I began as a woman who wouldn’t ask for her God-given right to breathe clean air of even one individual – I now think nothing of giving an hour and a half speech in front of T.V. cameras to a hundred people.  I decided to make changes – to never be afraid, to always look at the overview.  I remembered that if I approach people with love and integrity, almost everyone returns to me their very best.  The few that don’t just can’t because of their own fears.  I move gently past them knowing that I likely sowed seeds for change further down their path.

What I’ve been doing has been simple but not easy.  I’m often working hardest with my tools at their weakest.  My reactions involve a great deal of physical pain and nervous system disruption.  My mind is often not my greatest asset after a does of diesel fumes and I’ve often driven home hardly able to focus my eyes after a speech to a perfumed audience in a musty room with new carpets.  If some days I don’t complete what I’d hoped, I forgive myself and remind myself of the good things that I did do.  The more gentle and kind I am with myself, the more that I accomplish.  This has been difficult, as the Puritan work ethic and “pull-up-you-socks” attitude was how I was taught to live.  Some days just getting out of bed and not screaming at the kids is a victory for me.  I find it most comforting to know that if I can make changes in the world, surely anybody who desires to can as well.  Each of us can be the catalyst for miracles if we can send enough love out before us.  Anger and righteous indignation may get you started but it won’t sustain you or help you grow while you help others grow.  We all need and respond to love.  Our planet needs and responds to love.  Am I usually gentle, forgiving, loving, and kind? No.  I’ve always been intense, high strung, demanding and passionate.  I work hard to try to see others fears and needs.  I work hard at learning to truly forgive people who harm me, albeit unwittingly.  When too much negative information (especially about the environment) crosses my desk and I get fearful and angry, I must work very hard to hold a calm, loving overview of the whole mess.  All of this has required enormous effort for me.  I’m sure that for most of you, it will be much easier.  Please, please don’t be afraid.  Use your precious talents and experiences.

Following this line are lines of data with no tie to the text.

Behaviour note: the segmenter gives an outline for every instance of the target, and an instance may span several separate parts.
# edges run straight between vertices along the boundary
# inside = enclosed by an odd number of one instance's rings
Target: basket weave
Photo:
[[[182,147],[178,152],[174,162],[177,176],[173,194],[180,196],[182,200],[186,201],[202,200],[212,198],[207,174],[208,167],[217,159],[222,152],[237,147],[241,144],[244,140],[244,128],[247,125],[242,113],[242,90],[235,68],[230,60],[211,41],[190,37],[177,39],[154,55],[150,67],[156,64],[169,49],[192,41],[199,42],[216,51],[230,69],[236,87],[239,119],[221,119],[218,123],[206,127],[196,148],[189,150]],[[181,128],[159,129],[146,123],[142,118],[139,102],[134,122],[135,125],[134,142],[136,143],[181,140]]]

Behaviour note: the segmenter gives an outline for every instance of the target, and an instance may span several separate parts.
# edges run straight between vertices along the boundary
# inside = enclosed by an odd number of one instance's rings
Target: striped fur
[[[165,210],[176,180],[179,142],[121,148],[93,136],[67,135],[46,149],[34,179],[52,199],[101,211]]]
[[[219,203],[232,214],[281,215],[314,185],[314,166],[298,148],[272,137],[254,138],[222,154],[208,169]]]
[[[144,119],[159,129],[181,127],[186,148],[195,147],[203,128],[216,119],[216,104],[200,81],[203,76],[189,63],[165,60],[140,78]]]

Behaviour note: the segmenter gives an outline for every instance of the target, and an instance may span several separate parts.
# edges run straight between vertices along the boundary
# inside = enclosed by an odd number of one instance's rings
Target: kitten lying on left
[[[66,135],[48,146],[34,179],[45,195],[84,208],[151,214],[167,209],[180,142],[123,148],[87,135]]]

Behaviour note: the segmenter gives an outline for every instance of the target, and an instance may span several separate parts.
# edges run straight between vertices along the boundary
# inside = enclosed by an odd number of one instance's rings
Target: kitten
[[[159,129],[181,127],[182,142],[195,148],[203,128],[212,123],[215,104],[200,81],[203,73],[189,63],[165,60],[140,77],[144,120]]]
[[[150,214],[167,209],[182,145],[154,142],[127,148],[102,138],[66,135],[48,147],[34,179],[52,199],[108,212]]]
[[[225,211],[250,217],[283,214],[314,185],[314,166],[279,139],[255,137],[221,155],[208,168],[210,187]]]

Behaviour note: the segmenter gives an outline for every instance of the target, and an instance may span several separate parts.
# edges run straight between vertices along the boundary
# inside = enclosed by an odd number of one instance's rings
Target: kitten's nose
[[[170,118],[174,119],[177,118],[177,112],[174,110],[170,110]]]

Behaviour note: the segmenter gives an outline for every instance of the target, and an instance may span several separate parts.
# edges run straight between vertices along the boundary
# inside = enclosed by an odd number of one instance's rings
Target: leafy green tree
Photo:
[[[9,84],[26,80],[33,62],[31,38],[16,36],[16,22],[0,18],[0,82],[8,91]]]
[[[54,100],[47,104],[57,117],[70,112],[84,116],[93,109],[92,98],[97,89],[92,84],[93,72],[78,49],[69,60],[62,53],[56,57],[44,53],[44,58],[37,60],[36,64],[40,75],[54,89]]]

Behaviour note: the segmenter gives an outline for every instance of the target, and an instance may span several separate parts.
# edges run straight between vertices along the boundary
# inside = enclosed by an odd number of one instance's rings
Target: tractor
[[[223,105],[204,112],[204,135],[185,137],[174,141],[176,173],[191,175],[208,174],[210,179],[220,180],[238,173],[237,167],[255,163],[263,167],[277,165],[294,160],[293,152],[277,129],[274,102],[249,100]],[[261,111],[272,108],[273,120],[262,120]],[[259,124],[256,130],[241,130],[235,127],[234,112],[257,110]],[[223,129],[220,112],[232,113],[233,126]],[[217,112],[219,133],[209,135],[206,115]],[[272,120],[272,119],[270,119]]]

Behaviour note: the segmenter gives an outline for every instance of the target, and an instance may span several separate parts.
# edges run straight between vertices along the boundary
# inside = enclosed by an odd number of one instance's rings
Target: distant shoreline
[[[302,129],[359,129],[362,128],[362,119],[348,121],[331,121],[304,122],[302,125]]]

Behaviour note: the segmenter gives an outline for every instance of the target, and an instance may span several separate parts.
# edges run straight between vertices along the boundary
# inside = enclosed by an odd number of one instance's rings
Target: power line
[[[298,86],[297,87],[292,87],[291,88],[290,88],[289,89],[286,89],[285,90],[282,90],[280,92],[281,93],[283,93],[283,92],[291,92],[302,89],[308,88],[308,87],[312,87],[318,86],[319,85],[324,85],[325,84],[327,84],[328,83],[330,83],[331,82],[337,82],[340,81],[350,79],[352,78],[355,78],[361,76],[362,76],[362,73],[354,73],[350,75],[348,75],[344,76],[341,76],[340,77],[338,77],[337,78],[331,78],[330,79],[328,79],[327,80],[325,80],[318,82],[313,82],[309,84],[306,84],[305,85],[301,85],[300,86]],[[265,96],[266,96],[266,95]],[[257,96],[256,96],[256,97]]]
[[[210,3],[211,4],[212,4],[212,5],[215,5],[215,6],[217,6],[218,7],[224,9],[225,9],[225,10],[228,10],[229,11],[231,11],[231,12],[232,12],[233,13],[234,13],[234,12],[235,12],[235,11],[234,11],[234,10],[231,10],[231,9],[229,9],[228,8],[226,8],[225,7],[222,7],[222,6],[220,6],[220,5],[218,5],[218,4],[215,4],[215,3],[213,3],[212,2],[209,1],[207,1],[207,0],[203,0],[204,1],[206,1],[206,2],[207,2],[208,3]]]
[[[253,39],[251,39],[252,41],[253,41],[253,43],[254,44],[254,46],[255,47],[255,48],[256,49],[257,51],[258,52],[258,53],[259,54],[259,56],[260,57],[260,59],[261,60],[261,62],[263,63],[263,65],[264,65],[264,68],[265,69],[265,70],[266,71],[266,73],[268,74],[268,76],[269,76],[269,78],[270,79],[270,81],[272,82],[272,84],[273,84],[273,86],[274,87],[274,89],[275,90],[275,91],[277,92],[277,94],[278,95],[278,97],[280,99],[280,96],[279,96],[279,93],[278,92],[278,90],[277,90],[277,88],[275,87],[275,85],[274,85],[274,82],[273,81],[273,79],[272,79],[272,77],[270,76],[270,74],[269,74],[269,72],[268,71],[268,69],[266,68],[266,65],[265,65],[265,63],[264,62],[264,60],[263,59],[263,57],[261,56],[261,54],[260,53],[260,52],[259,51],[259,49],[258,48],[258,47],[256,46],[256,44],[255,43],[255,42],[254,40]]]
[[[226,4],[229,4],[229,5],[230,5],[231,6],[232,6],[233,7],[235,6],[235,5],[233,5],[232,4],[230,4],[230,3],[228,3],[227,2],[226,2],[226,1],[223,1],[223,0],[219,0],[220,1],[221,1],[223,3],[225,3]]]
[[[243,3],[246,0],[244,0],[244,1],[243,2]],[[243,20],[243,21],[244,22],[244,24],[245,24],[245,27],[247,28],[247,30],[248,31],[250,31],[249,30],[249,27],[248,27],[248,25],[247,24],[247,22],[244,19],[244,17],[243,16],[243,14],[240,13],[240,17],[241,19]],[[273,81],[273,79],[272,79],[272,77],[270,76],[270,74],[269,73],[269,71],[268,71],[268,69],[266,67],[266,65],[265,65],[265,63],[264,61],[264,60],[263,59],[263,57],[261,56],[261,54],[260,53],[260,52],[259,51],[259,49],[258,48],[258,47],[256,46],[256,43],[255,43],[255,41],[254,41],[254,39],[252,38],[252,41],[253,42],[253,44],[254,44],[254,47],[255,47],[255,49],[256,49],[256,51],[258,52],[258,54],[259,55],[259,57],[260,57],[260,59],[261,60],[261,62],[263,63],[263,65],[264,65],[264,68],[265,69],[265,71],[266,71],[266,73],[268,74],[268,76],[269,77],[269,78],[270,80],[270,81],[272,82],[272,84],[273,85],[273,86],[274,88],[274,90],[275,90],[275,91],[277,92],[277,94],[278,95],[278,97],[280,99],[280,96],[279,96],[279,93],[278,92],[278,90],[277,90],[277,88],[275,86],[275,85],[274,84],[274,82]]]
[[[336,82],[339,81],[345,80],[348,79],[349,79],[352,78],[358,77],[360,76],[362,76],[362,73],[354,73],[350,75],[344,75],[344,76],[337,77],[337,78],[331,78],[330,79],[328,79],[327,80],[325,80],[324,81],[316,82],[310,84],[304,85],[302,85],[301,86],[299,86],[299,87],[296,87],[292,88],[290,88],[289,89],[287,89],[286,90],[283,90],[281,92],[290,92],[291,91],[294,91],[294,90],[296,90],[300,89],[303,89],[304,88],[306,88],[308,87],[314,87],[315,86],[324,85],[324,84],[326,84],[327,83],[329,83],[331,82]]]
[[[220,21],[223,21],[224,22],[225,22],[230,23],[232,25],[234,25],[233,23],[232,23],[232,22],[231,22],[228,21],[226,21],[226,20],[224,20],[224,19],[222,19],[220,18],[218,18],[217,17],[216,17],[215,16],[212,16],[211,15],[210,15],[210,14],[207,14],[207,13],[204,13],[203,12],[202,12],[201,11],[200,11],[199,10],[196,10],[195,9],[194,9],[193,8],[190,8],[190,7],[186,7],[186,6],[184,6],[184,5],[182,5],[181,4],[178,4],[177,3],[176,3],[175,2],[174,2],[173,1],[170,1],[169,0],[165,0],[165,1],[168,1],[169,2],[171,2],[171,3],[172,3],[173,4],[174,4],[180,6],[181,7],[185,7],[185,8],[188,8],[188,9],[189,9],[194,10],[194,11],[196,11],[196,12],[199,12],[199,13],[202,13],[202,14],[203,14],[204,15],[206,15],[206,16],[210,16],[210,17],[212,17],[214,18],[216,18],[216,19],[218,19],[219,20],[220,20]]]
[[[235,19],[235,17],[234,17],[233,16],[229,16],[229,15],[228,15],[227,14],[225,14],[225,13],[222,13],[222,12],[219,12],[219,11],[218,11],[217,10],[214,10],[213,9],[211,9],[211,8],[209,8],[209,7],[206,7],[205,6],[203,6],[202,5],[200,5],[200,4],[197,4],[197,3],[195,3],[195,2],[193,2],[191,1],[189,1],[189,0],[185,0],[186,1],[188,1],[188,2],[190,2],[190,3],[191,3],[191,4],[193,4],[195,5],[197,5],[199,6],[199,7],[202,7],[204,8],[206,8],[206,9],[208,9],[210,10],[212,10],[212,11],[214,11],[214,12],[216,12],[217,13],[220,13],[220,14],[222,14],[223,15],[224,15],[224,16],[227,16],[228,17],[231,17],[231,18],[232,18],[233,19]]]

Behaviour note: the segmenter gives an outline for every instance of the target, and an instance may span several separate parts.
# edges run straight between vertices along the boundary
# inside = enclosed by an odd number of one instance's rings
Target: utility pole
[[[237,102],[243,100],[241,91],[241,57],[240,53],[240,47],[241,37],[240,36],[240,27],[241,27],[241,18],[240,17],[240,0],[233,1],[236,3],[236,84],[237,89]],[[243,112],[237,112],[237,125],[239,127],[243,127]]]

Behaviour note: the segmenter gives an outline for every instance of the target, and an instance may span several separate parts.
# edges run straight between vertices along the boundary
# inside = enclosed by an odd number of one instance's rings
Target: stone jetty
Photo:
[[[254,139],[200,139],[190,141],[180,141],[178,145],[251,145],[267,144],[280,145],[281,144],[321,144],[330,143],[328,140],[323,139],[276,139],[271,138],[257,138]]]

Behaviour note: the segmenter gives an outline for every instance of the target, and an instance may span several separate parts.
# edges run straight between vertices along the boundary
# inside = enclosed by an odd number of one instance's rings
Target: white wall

Those of us who are environmentally ill have a special obligation to the world.  We’ve experienced what will surely happen to many if we don’t all do our very best to help change the way our environment is headed.  Perhaps the big cleanup will help us learn to pull together globally.  If, as a species, we begin to listen to the earth and sensitively resume the mantle of earth stewardship – perhaps this kind approach to life will teach us the tools to treat each other kindly, sensitively, respectfully.  Perhaps the silver lining in our cloud of environmental crisis is world peace – maybe it’s the only way we thought that we’d learn.  If we all work on environmental issues with love and persistence, we may not only find a reprieve from our self-imposed death sentence, we may someday truly say “Peace on Earth”.